Vacciner les enfants, une urgence ?
La vaccination des enfants est indispensable pour garantir une immunité collective et pouvoir ainsi tourner la page de la pandémie. Toutefois, il ne s’agit pas d’une priorité, précise Saïd Afif. Il explique : "Si la France a pris la décision de vacciner les enfants de moins de 11 ans, c’est parce qu’elle a vacciné 75% de sa population. 640.000 Français prennent tous les jours la 3e dose, alors que dimanche dernier, seuls 2.500 Marocains ont reçu la dose de rappel". Il est donc plus "prioritaire" de procéder à la vaccination des séniors. "En tant que pédiatre, je dis que la priorité est de vacciner les personnes cibles et d’accélérer plus davantage la prise de la 3e dose", poursuit-il tout en appelant les citoyens à adhérer à la campagne de vaccination et à se faire inoculer la troisième dose.

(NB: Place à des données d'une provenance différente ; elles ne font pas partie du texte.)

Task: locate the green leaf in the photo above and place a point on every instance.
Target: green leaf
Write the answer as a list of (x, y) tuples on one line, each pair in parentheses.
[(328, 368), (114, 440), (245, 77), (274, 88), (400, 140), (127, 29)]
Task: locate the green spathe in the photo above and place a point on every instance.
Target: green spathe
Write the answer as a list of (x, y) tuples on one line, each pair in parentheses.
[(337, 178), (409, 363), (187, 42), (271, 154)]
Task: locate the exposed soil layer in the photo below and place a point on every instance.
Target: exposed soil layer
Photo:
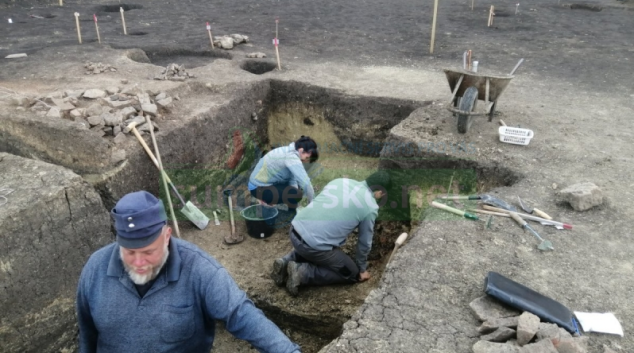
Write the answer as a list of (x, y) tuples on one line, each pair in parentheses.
[(574, 90)]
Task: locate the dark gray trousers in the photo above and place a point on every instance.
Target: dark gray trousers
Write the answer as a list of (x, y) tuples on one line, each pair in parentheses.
[(322, 267)]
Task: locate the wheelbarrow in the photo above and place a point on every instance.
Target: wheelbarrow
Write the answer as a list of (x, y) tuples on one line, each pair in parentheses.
[(468, 87)]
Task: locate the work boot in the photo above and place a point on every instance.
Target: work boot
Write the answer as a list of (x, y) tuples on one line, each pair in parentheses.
[(295, 274), (279, 271)]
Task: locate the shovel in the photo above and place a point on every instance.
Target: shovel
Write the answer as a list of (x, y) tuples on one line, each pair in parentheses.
[(485, 198), (545, 245), (190, 210), (535, 211)]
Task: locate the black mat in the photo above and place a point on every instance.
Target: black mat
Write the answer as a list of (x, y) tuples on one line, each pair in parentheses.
[(523, 298)]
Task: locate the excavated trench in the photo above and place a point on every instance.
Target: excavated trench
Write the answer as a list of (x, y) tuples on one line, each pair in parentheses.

Le pédiatre a par la suite rappelé la réussite de la campagne de vaccination des 12-17 ans. Pour lui, les mérites de cette réussite reviennent aux parents et aux enfants qui "nous ont donné une leçon de citoyenneté". "Nous comptons 2,6 millions d’enfants vaccinés sur un total de 2,8 millions d’enfants, soit plus de 90%. Les enfants nous ont donné une vraie leçon", insiste le médecin.
Pour sa part, Tayeb Hamdi rappelle que cette vaccination se doit d’être volontaire. "La vaccination de cette tranche de la société est nécessaire, mais elle ne doit en aucun cas être obligatoire. D’ailleurs, les écoles ne doivent pas interdire les élèves d’accéder en classe s’ils ne sont pas vaccinés comme a été le cas dans certains établissements", conclut le spécialiste.